In 60% of cases, cyber attacks impact the business of the targeted company. 24% of those surveyed stated that they had significantly disrupted production. This is followed by :

  • data compromise (14%),
  • media impact (14%),
  • website unavailability (13%),
  • financial losses linked to fraudulent transactions (9%),
  • lower sales (7%).

Effective tools and greater employee awareness

The fall in the number of successful cyberattacks can be explained by the introduction of more effective protection systems.

" The focus is on incident detection and response tools. Multi-factor authentication is used by 81% of companies, and is deemed to be effective. This is all the more important given that 33% of attacks led to identity theft ", says the Barometer.

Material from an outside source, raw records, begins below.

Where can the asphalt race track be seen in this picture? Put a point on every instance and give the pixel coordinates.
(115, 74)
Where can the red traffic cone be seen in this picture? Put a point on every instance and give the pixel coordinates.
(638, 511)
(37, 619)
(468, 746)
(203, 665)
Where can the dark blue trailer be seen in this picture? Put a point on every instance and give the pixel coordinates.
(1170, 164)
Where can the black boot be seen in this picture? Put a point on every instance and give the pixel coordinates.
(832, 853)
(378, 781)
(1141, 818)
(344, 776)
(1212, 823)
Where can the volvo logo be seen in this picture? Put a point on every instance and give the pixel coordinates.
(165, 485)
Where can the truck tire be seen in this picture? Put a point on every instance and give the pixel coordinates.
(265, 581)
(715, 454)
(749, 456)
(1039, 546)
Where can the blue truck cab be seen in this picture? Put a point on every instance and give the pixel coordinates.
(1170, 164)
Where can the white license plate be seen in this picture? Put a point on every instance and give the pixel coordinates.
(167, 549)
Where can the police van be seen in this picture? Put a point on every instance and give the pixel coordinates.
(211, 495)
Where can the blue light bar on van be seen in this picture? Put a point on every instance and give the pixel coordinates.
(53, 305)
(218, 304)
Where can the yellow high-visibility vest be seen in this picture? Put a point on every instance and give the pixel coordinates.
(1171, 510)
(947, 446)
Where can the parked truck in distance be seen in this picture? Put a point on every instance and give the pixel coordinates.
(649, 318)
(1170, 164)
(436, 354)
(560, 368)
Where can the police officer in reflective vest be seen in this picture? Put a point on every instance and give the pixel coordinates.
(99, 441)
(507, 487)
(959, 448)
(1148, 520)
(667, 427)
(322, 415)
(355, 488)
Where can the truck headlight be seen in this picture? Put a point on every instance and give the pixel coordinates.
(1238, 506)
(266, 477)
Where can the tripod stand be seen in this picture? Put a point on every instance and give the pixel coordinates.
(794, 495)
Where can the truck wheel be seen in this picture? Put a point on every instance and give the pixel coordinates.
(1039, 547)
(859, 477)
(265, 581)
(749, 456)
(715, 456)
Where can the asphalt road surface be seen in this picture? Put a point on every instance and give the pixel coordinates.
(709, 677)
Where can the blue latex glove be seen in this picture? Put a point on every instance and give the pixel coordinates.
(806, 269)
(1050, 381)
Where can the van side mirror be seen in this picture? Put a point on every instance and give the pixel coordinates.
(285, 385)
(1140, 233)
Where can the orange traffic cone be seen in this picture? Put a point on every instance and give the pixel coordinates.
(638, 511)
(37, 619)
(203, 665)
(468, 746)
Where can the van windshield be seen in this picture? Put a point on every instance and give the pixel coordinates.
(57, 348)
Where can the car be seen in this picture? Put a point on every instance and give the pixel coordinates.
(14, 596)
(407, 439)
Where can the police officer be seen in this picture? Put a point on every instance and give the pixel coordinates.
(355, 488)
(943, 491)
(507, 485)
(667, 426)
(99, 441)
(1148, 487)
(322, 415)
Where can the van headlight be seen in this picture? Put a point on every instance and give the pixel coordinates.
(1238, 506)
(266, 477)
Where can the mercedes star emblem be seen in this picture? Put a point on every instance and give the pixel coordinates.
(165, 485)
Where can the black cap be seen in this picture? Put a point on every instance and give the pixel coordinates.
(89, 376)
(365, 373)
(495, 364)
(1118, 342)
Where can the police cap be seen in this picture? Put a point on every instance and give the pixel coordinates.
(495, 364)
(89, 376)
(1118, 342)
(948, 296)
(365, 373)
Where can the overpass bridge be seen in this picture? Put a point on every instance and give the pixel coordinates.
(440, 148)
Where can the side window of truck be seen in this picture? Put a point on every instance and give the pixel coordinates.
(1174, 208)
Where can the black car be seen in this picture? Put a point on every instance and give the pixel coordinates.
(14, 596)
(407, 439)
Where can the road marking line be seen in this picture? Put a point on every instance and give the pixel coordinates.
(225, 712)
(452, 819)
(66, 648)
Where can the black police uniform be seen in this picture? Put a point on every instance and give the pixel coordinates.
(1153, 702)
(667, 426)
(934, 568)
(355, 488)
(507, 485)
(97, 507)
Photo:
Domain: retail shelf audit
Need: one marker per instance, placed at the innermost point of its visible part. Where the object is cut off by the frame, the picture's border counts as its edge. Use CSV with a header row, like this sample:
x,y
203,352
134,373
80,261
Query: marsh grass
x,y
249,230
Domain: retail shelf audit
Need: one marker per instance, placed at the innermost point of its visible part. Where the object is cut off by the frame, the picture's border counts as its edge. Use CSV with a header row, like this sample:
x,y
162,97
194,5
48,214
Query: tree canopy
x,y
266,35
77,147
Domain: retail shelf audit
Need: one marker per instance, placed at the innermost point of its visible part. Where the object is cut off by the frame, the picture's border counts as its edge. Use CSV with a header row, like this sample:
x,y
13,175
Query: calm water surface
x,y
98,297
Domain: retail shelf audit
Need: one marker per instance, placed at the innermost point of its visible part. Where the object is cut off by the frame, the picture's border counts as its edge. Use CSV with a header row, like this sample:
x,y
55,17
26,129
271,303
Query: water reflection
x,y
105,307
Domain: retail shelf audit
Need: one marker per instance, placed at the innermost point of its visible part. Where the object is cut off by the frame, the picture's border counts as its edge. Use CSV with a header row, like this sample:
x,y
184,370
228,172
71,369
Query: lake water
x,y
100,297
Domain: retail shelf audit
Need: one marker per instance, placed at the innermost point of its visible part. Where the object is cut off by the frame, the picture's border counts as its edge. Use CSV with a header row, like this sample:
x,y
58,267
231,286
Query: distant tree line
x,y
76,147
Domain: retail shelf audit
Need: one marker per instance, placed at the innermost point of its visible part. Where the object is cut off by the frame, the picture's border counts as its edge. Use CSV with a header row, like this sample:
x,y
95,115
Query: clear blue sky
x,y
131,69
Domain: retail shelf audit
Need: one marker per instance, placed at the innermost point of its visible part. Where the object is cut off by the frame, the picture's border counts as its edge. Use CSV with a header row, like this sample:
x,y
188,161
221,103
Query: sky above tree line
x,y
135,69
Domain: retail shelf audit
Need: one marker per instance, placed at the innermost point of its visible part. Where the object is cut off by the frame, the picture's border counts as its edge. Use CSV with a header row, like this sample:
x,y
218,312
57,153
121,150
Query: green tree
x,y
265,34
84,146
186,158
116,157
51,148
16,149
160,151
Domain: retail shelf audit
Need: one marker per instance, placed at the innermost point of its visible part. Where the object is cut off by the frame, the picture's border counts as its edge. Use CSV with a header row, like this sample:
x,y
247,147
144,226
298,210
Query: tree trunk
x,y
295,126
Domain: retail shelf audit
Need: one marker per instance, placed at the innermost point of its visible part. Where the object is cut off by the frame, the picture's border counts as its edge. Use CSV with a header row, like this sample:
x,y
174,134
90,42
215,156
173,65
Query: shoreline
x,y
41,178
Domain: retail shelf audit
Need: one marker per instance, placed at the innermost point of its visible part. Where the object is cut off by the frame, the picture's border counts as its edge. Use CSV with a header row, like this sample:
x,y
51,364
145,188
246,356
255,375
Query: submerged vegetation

On average, nearly 15 solutions and services have been adopted by organizations. The companies surveyed appear to have a good level of confidence in these solutions, with 88% of them judging them to be " fairly suitable ". Budgets allocated to cybersecurity are set to increase again in 2022, with 63% of organizations forecasting an increase dedicated to protective devices.

Employee awareness has also contributed to the decline in successful cyberattacks. According to the survey results, this was cited by 82% of respondents as the number one defensive measure to be put in place by 2022 in the fight against ransomware. Finally, the rate of companies declaring that they have instituted a training program to deal with a cyber crisis is on the rise, at 51%, up from 44% in 2021.